Think of Microsoft Word. How many features of Microsoft Word do you use? If they put the next 20 features in, who cares? I have not used those last 80 you gave me. If you gave me bold or underline, I am kind of good. Spell check, for me anyway, is pretty important. The next 20 do not matter. That is really the view that we take. It is built from the end user feedback that we are very diligent about gathering and speaks to our core value of serving them best.

 

CEOCFO: What can you tell us about the short term and the long term goals of Inofile?

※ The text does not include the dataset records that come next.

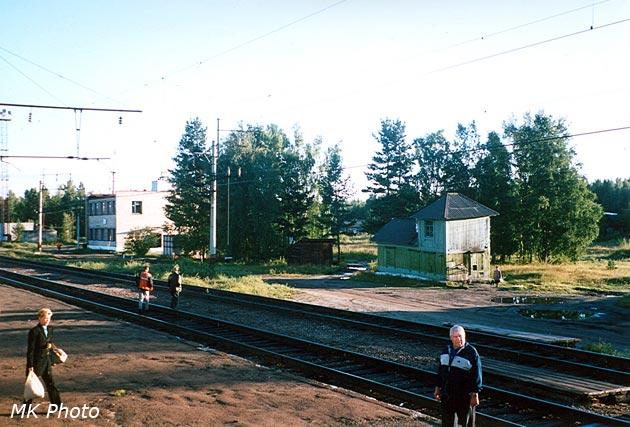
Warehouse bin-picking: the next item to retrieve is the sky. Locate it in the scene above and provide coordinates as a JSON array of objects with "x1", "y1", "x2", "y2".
[{"x1": 0, "y1": 0, "x2": 630, "y2": 198}]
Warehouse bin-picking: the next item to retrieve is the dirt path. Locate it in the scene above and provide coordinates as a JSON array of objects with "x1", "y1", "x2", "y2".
[{"x1": 0, "y1": 285, "x2": 434, "y2": 427}]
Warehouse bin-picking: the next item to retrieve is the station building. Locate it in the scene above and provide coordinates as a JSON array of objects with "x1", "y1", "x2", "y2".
[
  {"x1": 86, "y1": 191, "x2": 170, "y2": 254},
  {"x1": 372, "y1": 193, "x2": 498, "y2": 281}
]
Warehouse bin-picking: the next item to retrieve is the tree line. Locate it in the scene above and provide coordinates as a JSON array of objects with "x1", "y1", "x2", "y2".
[
  {"x1": 166, "y1": 118, "x2": 350, "y2": 261},
  {"x1": 364, "y1": 113, "x2": 602, "y2": 261},
  {"x1": 166, "y1": 113, "x2": 602, "y2": 261},
  {"x1": 589, "y1": 178, "x2": 630, "y2": 240},
  {"x1": 4, "y1": 113, "x2": 612, "y2": 261}
]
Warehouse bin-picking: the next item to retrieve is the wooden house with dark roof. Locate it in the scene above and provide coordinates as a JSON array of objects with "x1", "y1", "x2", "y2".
[{"x1": 372, "y1": 193, "x2": 498, "y2": 281}]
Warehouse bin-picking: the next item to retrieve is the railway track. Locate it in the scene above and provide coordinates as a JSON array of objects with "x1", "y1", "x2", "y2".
[
  {"x1": 0, "y1": 257, "x2": 630, "y2": 392},
  {"x1": 0, "y1": 270, "x2": 630, "y2": 426}
]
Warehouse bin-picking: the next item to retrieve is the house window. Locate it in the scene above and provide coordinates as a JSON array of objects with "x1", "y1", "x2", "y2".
[
  {"x1": 131, "y1": 201, "x2": 142, "y2": 214},
  {"x1": 424, "y1": 221, "x2": 433, "y2": 237}
]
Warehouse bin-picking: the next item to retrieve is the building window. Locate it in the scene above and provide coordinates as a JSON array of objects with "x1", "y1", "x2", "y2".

Mr. Elwell: One of our primary goals is end user awareness of our solutions and how they can help them by giving market-specific insights into what we do. We solve problems in a unique way. If you don’t know that we solve those problems, they will just go to what I already know.

 

Hopefully you will see our awareness approach in our redesigned website, our press releases, the way that we engage our partners, and the way that we are starting to communicate to the market directly. This continues to be a high priority.

 

Another priority is staffing. We are a high-growth company, so continuing to bring in the right people to our organization both from a talent and cultural fit is critically important to us. The scaling of businesses is always painful unless you have the right people to lead and contribute, so one of my goals is always acquire the right talent.

 

The last one is the continuing expansion of our distribution channels. As we create end user awareness and people start to understand who we are, it is important we continue to expand our reach. From a technology standpoint, we are sitting on a great technology stack. We do not need to invent the fourth product. You will soon see a press release on this – we were awarded a really important patent on our Kno2 product recently, so we are diligent on protecting our IP. But on our product road map, short of continuing to enhance the capabilities of the three products we have, we are not going to launch a fourth one anytime soon. That is really it. We are looking to expand the channels and make sure that our end users are aware and making sure that we bring the right people.